Oscar J. Barroso / AFP7 / Europa Press - Arquivo
MADRID 5 ago. (EUROPA PRESS) -
O presidente da LaLiga, Javier Tebas, disse nesta terça-feira que ficou "surpreso" com o fato de o Real Madrid ter dado "quatro dias a mais de férias aos seus jogadores" do que determina o acordo e ter começado a pré-temporada mais tarde, antes do início da LaLiga EA Sports, que eles haviam pedido para ser adiada porque não tiveram tempo suficiente para descansar devido ao tempo que passaram no Mundial de Clubes.
O dirigente usou seu perfil oficial "X" para responder a uma nova crítica da "Real Madrid TV" sobre a recusa do Juiz Único de Competições da Real Federação Espanhola de Futebol (RFEF) em adiar a primeira partida da LaLiga EA Sports contra o CA Osasuna, marcada para terça-feira, 19 de agosto, e que a pré-temporada foi reduzida para apenas 15 dias, muito menos do que a do FC Barcelona ou do Atlético de Madrid, para que o campeonato começasse "viciado, alterado e manipulado".
Para fundamentar sua denúncia, o canal oficial da equipe de Madri se baseou em uma carta do jurista Miguel García Caba, divulgada pela 'Marca', na qual ele defendia a posição do clube de Madri, ao qual os regulamentos haviam sido aplicados "como um martelo". "Mas todos nós sabemos que, quando é de nosso interesse, ele é interpretado, adaptado e dobrado. Desta vez, não", advertiu García Caba.

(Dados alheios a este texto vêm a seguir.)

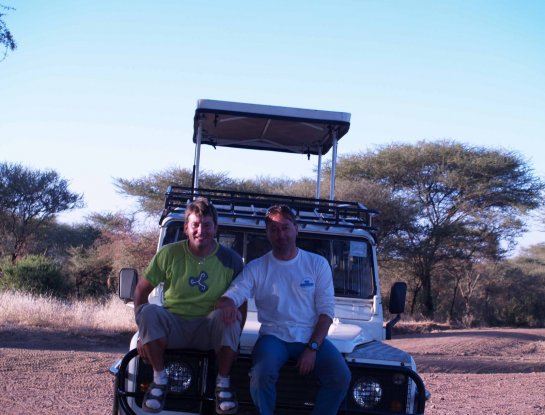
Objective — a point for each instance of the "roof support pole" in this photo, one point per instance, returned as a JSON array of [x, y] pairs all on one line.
[[319, 174], [333, 164], [197, 161]]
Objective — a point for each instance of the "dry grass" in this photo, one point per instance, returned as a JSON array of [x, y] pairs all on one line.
[[29, 310]]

"A propósito, também é surpreendente como o Real Madrid, apesar de o acordo coletivo fixar o período de férias em 21 dias corridos (e ele terminou em 30 de julho), concedeu quatro dias extras aos seus jogadores, iniciando a pré-temporada quatro dias depois. Por quê? Será que o Ser Supremo já sabia que os regulamentos seriam distorcidos?", apontou Tebas em referência a Florentino Pérez.

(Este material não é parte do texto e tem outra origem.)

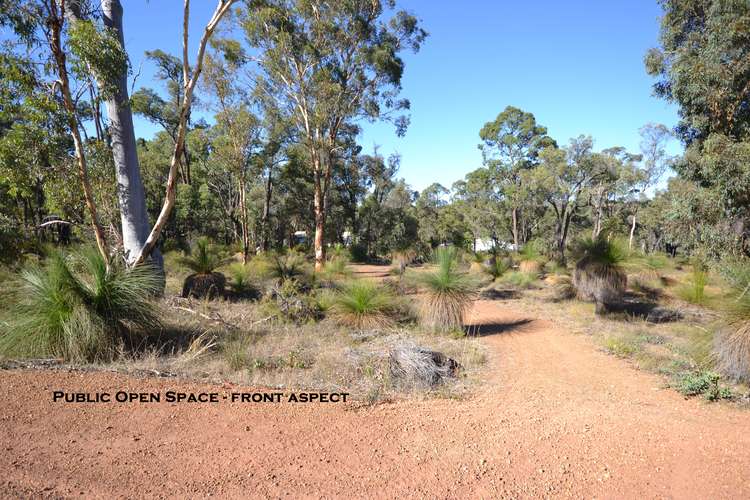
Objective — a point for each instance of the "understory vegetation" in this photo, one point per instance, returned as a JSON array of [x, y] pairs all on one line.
[[222, 247]]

O presidente da LaLiga também lembra que outras equipes na mesma situação não reclamaram. "Não se trata de interpretar a 'sua' integridade. Se fosse, você estaria preocupado com o fato de o Chelsea, finalista do Mundial de Clubes, ter terminado mais tarde que o Real Madrid, mas começar dois dias antes na Premier League. Na França, o PSG e outros clubes finalistas também começam sem que ninguém pense em burlar as regras", rebateu o jurista.

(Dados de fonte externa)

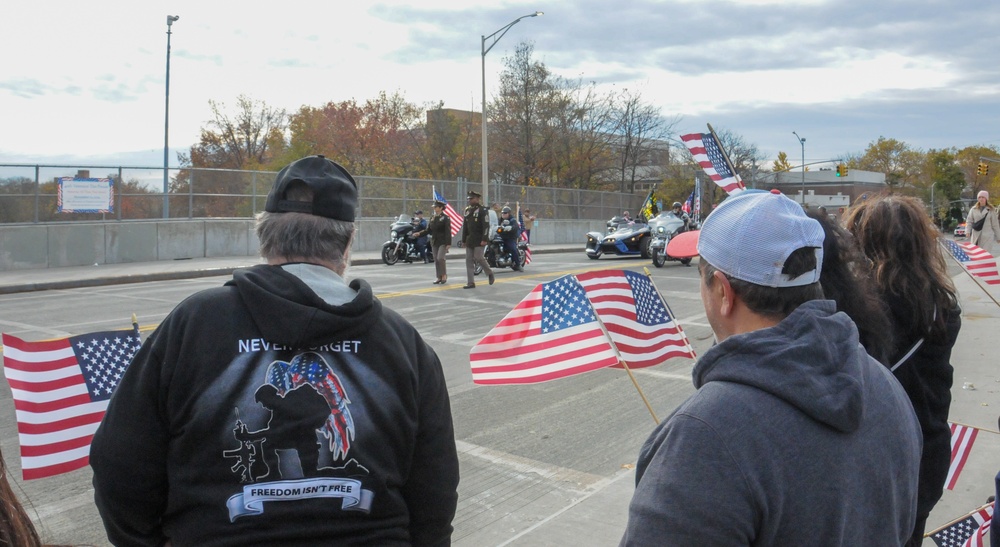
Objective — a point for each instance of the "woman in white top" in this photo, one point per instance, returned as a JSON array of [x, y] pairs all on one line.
[[990, 232]]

Tebas o ataca duramente, criticando-o por ter passado "de gravador a dublador", em referência à queixa que recebeu por ter gravado ilegalmente sua reunião particular com Gerardo Fernández, ex-secretário geral da RFEF, e depois vazado para a mídia.
"Miguel, seu 'artigo' - se é que pode ser chamado assim - é tão legal quanto eu sou um fã de curling. Há apenas uma frase que merece análise: 'Ela se refugia nas regras. Sempre as regras. Mas todos sabemos que, quando é de seu interesse, você as interpreta, adapta e as dobra, mas não desta vez. O senhor está nos dizendo que, quando era o suposto 'grande jurista' da RFEF, os regulamentos eram dobrados a seu bel-prazer? É isso que o senhor defende em seu cargo? Ou está insinuando que o Juiz da Competição deve prevaricar, interpretando os regulamentos ao gosto do 'Ser Supremo'? Dobrando-o", enfatiza.
O dirigente lembra que García Caba voltou ao Real Madrid como parte de seu mestrado em Direito Esportivo e o adverte que, embora fale de "animosidade" de sua parte com o 15 vezes campeão europeu, ele está enganado "sobre o adversário".
"Quem moveu uma ação penal contra mim foi o Real Madrid. Quem tentou me desqualificar quatro vezes perante o CSD foram os diretores do Real Madrid, aliás, tentando burlar as regras. Quem apresentou mais de 100 queixas contra a LaLiga foram os dirigentes do Real Madrid", disse Javier Tebas.